Mas ainda que tenha exercido um importante papel ao selecionar, guardar e expor essas raridades literárias, o museu teve sérios problemas que o levaram a fechar as portas. Seus pilares se alicerçaram em fundos particulares provindos, na sua maioria, de Ghérard Lhéritier. O colecionador de manuscritos foi responsável pela criação, em 1990, da Aristophil, associação dedicada à compra de documentos raros. Mais do que interesse cultural, a iniciativa funcionava também como nicho de investimento – admitia sócios para especular em torno das peças comercializadas.
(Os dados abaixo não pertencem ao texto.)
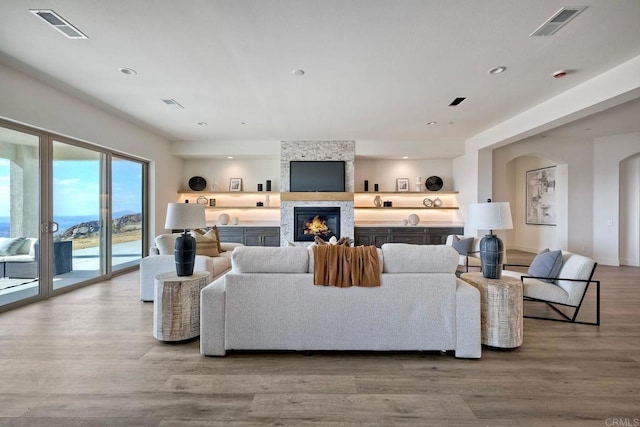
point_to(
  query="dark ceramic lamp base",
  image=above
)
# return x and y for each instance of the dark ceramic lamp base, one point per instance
(185, 254)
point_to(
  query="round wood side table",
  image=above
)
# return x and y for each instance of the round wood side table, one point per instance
(176, 306)
(500, 310)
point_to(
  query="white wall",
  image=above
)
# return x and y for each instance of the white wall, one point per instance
(630, 211)
(28, 101)
(609, 152)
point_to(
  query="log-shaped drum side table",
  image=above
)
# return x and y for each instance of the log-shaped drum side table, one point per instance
(176, 307)
(500, 310)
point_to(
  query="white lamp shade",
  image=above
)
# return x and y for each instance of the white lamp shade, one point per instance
(490, 216)
(184, 216)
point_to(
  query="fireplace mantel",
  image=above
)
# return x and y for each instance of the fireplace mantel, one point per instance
(316, 196)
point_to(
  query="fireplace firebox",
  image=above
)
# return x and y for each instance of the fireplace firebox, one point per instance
(311, 222)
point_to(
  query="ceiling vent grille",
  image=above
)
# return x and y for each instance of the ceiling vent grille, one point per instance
(59, 23)
(172, 102)
(557, 21)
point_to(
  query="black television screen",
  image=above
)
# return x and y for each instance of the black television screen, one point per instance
(316, 176)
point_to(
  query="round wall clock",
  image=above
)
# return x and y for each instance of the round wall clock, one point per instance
(197, 183)
(433, 183)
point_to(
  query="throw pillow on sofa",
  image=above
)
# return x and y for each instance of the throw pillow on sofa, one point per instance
(217, 236)
(463, 246)
(546, 264)
(206, 244)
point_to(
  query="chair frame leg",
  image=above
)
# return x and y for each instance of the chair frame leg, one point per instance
(567, 319)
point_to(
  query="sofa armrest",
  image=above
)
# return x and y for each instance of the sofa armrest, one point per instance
(468, 329)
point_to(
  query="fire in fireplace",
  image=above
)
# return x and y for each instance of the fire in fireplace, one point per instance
(311, 222)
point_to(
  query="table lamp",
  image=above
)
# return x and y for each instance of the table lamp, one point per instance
(185, 216)
(490, 216)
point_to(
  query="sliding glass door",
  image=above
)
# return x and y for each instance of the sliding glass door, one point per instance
(127, 178)
(70, 214)
(80, 212)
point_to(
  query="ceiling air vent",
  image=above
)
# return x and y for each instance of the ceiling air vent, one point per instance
(557, 21)
(59, 23)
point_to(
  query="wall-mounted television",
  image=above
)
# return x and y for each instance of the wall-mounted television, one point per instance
(316, 175)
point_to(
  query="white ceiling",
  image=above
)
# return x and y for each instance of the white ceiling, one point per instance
(376, 71)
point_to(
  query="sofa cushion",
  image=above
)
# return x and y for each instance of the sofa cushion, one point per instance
(206, 244)
(546, 264)
(406, 258)
(258, 259)
(463, 246)
(11, 245)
As promessas eram de 8% de valorização por ano, o que fez o grupo enriquecer-se e acumular obras suficientes para criar o museu em 2004. Acusações de fraude e lavagem de dinheiro ainda em curso pelo governo francês fizeram a matriz parisiense e a filial de Bruxelas fecharem, terem seus bens leiloados e acabar com a Plume.
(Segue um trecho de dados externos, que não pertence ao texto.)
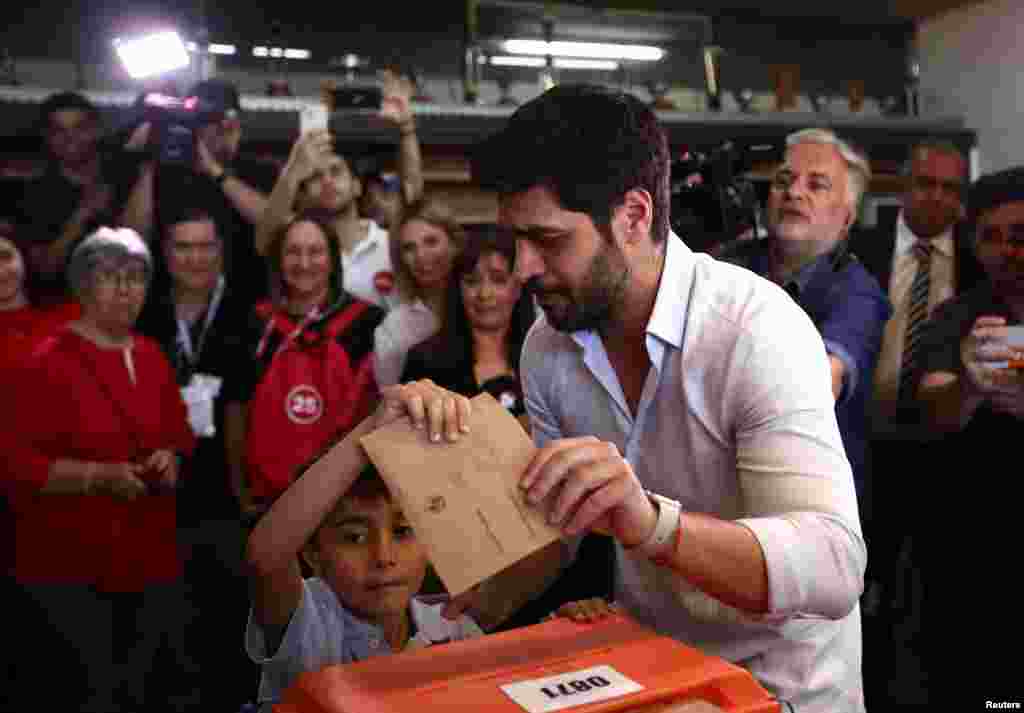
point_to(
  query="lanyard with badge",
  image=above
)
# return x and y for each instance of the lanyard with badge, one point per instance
(202, 389)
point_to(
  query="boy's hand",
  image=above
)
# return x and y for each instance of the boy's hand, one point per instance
(428, 406)
(587, 611)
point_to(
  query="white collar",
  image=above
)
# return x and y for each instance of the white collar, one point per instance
(375, 235)
(905, 240)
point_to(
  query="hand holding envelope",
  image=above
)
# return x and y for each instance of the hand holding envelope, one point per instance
(464, 501)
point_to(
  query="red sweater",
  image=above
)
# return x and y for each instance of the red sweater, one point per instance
(60, 411)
Voltando, passo pela estreitíssima Rue de Condé, onde carros e bicicletas conseguem conviver pacificamente, apesar do pouco espaço, e encontro por acaso uma loja especializada na venda de manuscritos. Na vitrine, papéis guardados em cápsulas de vidro exibem letras cursivas revoltas e têm ao seu lado outras pequenas indicações, dessa vez impressas em computador: “BEAUMARCHAIS – Bela carta sobre Mirabeau – 4800€”, “CLAUDE DE FRANCE – Raríssima carta da rainha da França – 5000€”. Os moradores de Paris se ressentem e não sabem se poderão ver esses documentos reunidos outra vez. Fica fácil entender o porquê depois de reparar nos preços. Volto para casa pensando que seria ótimo encontrar um bilhetinho de Rimbaud dentro de algum livro antigo em um dos milhares de minúsculos sebos da capital francesa.